Hundreds of people came out to the Community Auditorium for the Walk-A-Mile Film Project — a series of short documentaries that features people talking about issues ranging from hurtful stereotypes to the trauma of residential schools.

Clyde Moonias

Clyde Moonias of the Neskantaga Fir6st Nation says the film series can help combat racism and help First Nations youth feel proud of their culture. (Nicole Ireland/CBC)

Clyde Moonias of the Neskantaga First Nation said he wishes he had seen the films back in Grade 9, when he moved to Thunder Bay for high school.

"What they talked about — I felt that racism.  I've been through it. I experienced it,” he said.

Moonias said, if he'd seen the films, he would have felt more prepared for the racism he would face in the city. It would have also helped him feel proud of his culture.

When he started high school, he said he stopped his traditional practices like smudging and drumming for a few years because he was afraid.

walk a mile film screening audience

About 500 people attended the first-ever screening of the Walk-A-Mile film project in Thunder Bay. The audience gave a standing ovation at the conclusion of the film. (Nicole Ireland/CBC)

"I'm hoping that not just indigenous youth but non-indigenous youth will see these films,” he said.

Moonias said he believes the film series can help combat racism and help First Nations youth feel proud of their culture.

Inspiration to learn more

The films also show how the absence of Aboriginal history in Canadian classrooms has fuelled stereotypes and fears.

Thunder Bay resident Ricky Kruger said, after watching the films, he realizes how much his school didn’t teach him.

Ricky Kruger

Ricky Kruger says, after watching the films, he realizes how much his school didn't teach him about First Nations culture and history. (Nicole Ireland/CBC)

"I learned everything tonight ... the only information I had was very wrong or [uneducated] information from my family or friends."

Kruger said the Walk-A-Mile premiere has inspired him to find out more about First Nations issues.

Now that the film series has been launched, the City of Thunder Bay’s Aboriginal Liaison will distribute it throughout the community for use as an educational and training tool.

The film series was directed and produced by Aboriginal filmmaker Michelle Derosier of Thunderstone Pictures.

“Film can be a powerful tool to create social change,” Derosier said in a city press release about the project in January.
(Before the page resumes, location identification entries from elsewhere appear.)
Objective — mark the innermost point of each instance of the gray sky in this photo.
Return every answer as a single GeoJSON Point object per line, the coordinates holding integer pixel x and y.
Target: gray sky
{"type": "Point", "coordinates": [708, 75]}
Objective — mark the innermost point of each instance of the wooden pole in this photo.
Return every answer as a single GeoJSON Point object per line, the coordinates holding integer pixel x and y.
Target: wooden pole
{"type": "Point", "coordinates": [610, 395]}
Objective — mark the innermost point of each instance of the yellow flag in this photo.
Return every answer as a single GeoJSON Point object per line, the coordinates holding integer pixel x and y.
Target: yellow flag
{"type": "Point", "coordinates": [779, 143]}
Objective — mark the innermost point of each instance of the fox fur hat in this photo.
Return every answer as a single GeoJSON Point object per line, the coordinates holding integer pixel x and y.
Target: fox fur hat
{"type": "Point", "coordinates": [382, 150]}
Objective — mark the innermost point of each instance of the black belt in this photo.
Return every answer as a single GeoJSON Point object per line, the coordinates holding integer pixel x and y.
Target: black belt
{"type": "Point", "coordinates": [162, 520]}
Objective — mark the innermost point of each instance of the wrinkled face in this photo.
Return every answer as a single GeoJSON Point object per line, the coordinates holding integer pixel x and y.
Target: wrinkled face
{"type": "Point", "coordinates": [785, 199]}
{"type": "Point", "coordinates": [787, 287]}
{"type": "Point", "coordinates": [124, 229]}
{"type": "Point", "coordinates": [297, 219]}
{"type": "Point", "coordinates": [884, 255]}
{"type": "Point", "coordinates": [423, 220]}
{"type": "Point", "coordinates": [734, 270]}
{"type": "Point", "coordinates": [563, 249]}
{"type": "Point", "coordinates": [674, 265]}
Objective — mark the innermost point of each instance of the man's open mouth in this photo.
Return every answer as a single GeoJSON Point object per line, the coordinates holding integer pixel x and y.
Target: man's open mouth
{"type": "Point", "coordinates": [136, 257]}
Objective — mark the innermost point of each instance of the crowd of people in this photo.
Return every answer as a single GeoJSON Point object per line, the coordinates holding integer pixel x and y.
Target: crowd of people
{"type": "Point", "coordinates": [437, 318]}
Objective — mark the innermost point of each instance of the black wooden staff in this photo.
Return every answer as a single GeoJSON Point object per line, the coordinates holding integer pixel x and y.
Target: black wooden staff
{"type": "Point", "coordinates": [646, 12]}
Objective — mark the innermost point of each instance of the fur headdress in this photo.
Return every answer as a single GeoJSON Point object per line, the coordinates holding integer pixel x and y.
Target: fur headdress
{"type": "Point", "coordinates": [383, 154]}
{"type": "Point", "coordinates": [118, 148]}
“The Walk-a-Mile Film Project is an invitation to the community to engage in courageous conversations about our shared history, our issues with race relations, our struggles and successes and how we can move forward together in this community. As a filmmaker, I've witnessed the impact that storytelling can have, and I feel that this project can help us to move forward in a positive direction.”